From Generation Game to Strictly, Sir Bruce Forsyth made his mark on British TV
He was born on February 22 1928
Sir Bruce Forsyth was one of the most talented, versatile and popular TV entertainers of his generation.
He was knighted in the Birthday Honours of 2011 after his supporters, including many MPs, had campaigned for several years for him to be awarded this honour.
With his witty asides, his cheeky smile and his displays of mock outrage, Sir Bruce topped the bill wherever he went for well over half a century.
He was still performing with as much zest as ever right into his 80s.
Indeed, as a sprightly, lithe 80-year-old, with the slogan “keep on dancing”, he was hosting the huge BBC TV hit, Strictly Come Dancing. He demonstrated that, even at that age, and beyond, he could still sing with gusto and dance with professional verve.
In that show, which became a national Saturday-night institution, he regularly drew attention to his age, modifying one of his already famous catch-phrases to “I’m not doddery – doddery I am not …” inciting the audience to join in.
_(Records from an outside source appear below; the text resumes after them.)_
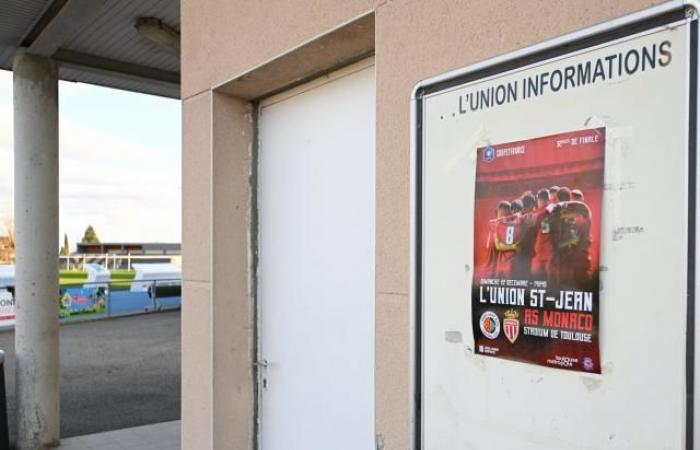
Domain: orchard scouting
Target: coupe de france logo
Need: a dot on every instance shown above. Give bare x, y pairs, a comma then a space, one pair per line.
489, 154
511, 325
490, 325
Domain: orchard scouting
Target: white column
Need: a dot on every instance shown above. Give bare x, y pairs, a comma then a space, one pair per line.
37, 240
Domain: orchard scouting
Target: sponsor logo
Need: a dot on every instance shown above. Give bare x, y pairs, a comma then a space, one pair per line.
489, 154
511, 325
490, 325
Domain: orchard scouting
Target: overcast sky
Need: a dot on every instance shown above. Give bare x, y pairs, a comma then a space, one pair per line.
119, 163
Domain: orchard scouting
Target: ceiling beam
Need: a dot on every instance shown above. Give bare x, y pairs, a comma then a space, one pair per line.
60, 22
98, 64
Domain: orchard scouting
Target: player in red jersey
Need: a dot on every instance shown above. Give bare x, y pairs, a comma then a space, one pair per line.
553, 194
573, 240
507, 235
502, 211
528, 235
542, 266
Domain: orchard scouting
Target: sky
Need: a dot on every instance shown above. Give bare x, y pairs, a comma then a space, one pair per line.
119, 156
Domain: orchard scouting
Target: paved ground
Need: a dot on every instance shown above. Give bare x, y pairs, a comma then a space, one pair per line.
116, 373
161, 436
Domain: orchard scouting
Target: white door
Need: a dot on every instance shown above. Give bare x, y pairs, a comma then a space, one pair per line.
316, 271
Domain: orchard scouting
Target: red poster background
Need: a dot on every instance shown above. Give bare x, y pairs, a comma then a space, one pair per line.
505, 172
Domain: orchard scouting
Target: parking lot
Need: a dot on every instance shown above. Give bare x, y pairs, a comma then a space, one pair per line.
115, 373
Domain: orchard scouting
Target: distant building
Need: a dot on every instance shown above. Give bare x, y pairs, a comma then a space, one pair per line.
126, 248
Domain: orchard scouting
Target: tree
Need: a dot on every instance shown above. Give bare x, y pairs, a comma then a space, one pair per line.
65, 250
90, 236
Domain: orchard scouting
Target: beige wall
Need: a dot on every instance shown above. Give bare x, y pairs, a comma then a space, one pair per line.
414, 40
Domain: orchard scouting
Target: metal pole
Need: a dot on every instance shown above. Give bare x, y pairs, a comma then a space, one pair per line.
35, 83
4, 429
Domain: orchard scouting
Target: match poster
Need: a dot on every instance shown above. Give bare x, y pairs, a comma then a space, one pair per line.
535, 292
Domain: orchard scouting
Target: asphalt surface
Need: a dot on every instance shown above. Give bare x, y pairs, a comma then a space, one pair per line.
115, 373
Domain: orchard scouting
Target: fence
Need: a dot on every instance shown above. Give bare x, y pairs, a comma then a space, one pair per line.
119, 297
113, 261
88, 300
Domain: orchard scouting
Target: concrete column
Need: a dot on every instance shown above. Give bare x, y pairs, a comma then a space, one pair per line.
36, 228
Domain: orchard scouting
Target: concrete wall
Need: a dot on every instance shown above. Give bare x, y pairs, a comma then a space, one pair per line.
414, 39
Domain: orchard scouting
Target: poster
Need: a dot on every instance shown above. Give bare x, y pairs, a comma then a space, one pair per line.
7, 307
489, 135
535, 295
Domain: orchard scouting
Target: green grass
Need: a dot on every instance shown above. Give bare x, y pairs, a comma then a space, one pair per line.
121, 279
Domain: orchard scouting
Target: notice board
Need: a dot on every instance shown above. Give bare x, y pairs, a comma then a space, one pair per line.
554, 243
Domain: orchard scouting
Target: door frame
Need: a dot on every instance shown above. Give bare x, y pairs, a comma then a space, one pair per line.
259, 364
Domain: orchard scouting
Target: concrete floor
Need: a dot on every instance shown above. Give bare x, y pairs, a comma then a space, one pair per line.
116, 373
160, 436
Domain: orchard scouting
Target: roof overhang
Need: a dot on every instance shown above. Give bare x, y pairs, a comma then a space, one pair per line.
123, 44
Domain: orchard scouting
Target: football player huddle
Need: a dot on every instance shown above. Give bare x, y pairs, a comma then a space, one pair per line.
542, 236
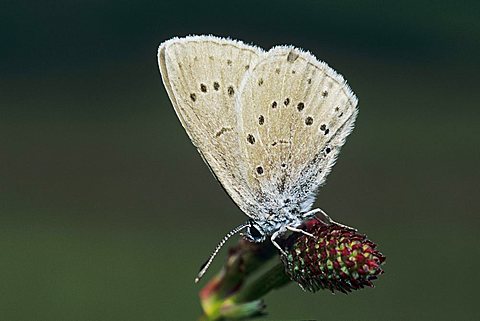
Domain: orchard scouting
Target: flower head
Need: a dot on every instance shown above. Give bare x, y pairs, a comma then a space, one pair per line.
335, 258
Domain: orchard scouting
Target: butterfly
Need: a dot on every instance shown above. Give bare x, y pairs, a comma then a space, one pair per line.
269, 125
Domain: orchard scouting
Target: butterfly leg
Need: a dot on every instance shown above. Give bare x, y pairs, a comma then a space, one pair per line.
272, 238
325, 218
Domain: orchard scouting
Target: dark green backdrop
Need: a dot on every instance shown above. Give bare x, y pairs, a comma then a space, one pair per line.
106, 209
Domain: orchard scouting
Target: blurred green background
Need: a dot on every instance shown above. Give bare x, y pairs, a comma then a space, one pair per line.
107, 211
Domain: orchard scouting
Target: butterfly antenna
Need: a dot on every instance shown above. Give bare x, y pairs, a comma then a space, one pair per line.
206, 265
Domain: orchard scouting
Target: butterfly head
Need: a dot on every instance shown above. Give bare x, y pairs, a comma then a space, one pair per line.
255, 232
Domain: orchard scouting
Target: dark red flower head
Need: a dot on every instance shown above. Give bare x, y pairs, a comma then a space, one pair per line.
336, 258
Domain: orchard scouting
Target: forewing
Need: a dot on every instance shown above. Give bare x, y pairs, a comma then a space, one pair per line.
202, 75
294, 115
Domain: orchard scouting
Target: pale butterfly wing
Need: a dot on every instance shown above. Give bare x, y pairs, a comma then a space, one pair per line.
202, 75
294, 114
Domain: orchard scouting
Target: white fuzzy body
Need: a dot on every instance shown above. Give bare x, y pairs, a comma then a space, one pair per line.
269, 124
His principal claim to fame before that was probably his hosting of the long-running and highly-successful TV series The Generation Game. But he was no less popular in Play Your Cards Right and in Bruce’s Price is Right.
His energy was as phenomenal as his catch-words were infectious. Nearly every performance began with the greeting: “Nice to see you … to see you nice!” Or when a contestant in one of his many game shows excelled himself, Sir Bruce would chant: “Didn’t he do well?” He was no less renowned for his poses as a man of muscle.
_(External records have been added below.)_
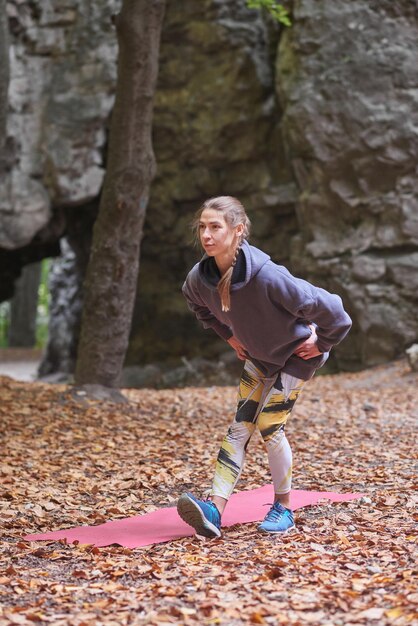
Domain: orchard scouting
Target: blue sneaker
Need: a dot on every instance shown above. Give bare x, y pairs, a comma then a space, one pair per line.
278, 520
202, 515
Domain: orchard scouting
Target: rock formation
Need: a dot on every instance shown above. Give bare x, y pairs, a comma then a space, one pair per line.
346, 79
312, 127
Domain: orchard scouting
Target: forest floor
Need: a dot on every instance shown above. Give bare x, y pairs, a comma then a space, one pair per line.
65, 464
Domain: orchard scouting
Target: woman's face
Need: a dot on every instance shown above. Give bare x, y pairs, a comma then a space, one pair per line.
216, 236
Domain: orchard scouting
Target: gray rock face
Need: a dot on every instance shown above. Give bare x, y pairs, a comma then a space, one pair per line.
215, 132
346, 79
331, 130
62, 75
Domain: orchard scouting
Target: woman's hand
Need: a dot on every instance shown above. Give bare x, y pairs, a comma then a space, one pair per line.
308, 349
238, 347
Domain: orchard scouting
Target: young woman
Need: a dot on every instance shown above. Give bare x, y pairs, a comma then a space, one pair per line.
282, 327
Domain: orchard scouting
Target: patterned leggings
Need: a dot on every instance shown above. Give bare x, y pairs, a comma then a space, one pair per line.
266, 403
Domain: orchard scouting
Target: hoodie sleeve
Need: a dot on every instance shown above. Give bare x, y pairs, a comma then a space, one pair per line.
327, 312
201, 311
314, 304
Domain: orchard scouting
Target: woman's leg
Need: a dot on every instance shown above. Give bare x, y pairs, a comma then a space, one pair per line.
271, 422
231, 455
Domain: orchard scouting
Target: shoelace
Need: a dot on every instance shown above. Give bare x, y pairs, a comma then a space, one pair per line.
276, 511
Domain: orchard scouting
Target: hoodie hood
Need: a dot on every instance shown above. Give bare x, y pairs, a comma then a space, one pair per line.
249, 263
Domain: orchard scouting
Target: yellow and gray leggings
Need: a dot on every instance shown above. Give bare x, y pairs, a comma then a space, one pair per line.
265, 403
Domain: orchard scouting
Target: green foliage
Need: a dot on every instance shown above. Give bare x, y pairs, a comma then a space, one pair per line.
4, 323
43, 306
276, 10
42, 316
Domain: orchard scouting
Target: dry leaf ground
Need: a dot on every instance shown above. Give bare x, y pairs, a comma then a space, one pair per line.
65, 464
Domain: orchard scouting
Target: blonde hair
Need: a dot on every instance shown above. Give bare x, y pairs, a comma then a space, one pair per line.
234, 214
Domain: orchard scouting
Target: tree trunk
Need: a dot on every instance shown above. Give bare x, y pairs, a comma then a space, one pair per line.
23, 308
4, 78
109, 288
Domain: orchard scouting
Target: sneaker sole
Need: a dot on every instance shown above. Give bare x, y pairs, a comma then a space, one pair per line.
191, 513
276, 532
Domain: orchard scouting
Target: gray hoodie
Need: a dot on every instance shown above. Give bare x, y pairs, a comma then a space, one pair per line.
270, 312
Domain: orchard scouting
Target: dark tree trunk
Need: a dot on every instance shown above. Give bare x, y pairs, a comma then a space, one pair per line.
109, 288
4, 78
23, 308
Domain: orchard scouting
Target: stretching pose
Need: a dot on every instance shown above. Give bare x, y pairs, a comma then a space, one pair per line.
282, 327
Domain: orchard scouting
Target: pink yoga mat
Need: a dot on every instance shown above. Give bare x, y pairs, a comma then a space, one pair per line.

TV companies had no fears about their ratings when Sir Bruce was on the screen. He excelled as a singer, a dancer and a comedian and was also – although this was not widely known – an accomplished jazz pianist, often appearing with Sammy Davis Jr.
Even into his 70s and 80s, he danced with as much vigour as a man half his age and although he good-naturedly teased his contestants on the game shows, with his rapid-fire wit, he was always careful never to humiliate them.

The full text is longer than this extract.